# What is the process of selling to a retailer?



## static09 (Jan 21, 2010)

I was wondering if someone could help me to better understand the process of selling to a retailer? If I have a t-shirt company, and I contact a retail store or online retailer hoping that they will buy my t-shirts, what happens next?

If they are interested, are they going to need a physical sample of a shirt, can they just look at the images on my website? After that, if they agree to order say 200 shirts, will I have to pay the manufacturing expenses up front, and then they pay me later?

I'm on a tight budget, but I have shirt designs that are ready to be printed. I don't want to have to print a bunch of shirts in advance, and then try to sell them to retailers. I would like to have them order from me, then take the money and get them printed. Is that a possibility? Thanks in advance.


----------



## werdizthaword (May 13, 2008)

not sure...but i think you need to find someone that distributes....i know you can find one at the magic event


----------



## Rodney (Nov 3, 2004)

> If they are interested, are they going to need a physical sample of a shirt, can they just look at the images on my website?


Some may want to see the actual quality of your t-shirts before they decide to purchase.

Some may be OK with just seeing your website (depending on how detailed the site is)

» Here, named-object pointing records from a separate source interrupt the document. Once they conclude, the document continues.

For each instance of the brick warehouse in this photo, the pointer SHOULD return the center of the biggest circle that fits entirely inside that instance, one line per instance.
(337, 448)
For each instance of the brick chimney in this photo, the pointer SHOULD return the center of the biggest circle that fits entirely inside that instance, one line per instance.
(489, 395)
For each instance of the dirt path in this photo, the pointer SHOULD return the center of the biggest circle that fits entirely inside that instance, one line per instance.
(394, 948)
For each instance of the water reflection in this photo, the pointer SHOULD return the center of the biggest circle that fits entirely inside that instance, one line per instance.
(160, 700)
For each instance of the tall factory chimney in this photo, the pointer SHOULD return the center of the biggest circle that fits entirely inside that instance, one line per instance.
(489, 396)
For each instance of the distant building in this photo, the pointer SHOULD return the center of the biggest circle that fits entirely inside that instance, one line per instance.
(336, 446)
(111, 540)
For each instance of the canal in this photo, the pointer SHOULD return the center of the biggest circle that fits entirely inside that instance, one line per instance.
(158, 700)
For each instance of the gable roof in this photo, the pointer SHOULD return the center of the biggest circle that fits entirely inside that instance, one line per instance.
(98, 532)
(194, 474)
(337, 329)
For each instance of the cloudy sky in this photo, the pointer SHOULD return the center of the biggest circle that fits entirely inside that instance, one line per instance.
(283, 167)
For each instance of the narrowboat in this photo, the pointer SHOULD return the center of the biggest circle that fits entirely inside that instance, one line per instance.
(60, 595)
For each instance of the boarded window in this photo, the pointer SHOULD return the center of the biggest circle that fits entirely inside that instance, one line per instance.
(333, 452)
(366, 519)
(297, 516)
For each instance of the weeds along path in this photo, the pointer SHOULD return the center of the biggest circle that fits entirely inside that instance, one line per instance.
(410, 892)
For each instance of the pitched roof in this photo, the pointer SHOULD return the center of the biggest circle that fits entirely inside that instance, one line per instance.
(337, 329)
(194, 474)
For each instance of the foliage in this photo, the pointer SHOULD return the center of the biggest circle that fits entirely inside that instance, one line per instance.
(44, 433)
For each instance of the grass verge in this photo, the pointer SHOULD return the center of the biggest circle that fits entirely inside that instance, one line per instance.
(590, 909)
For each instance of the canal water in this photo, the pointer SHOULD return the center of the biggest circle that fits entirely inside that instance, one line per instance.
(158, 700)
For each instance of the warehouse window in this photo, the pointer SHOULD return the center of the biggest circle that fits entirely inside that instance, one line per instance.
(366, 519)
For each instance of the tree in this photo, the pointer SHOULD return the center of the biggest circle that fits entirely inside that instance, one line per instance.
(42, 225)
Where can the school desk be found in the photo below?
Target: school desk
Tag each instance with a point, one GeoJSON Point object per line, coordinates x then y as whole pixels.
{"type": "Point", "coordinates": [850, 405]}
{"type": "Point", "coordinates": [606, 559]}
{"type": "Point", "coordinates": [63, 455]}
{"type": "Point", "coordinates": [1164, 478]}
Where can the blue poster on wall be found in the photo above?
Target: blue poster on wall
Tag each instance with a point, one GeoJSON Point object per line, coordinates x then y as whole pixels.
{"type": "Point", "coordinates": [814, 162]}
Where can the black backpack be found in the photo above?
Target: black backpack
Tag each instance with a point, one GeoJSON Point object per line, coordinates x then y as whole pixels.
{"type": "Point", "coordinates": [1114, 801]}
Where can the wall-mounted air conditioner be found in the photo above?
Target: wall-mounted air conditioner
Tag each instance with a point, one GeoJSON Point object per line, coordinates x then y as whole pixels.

> After that, if they agree to order say 200 shirts, will I have to pay the manufacturing expenses up front, and then they pay me later?


Yes, you would need to pay to get the t-shirts printed up and they would pay you after delivery.

You can find a LOT more information/tips/resources about selling to retailers here. It's worth the read: retailers related topics at T-Shirt Forums


----------



## SHIROINEKO (Mar 31, 2010)

Waiting 4 answer too.


----------



## TeesForChange (Jan 17, 2007)

It really depends on the retailer. Some will buy from seeing the pictures on your website and others will want to see samples first. Maybe you can print out a few samples of your designs in case the retailer wants them and then when they order you can print the rest. Keep in mind that some retailers might only order 10 shirts or so and others more, so you want to make sure that you have enough in stock. You should also clearly state to the retailer how long it will take to ship from the time they place their order.

Good luck!


----------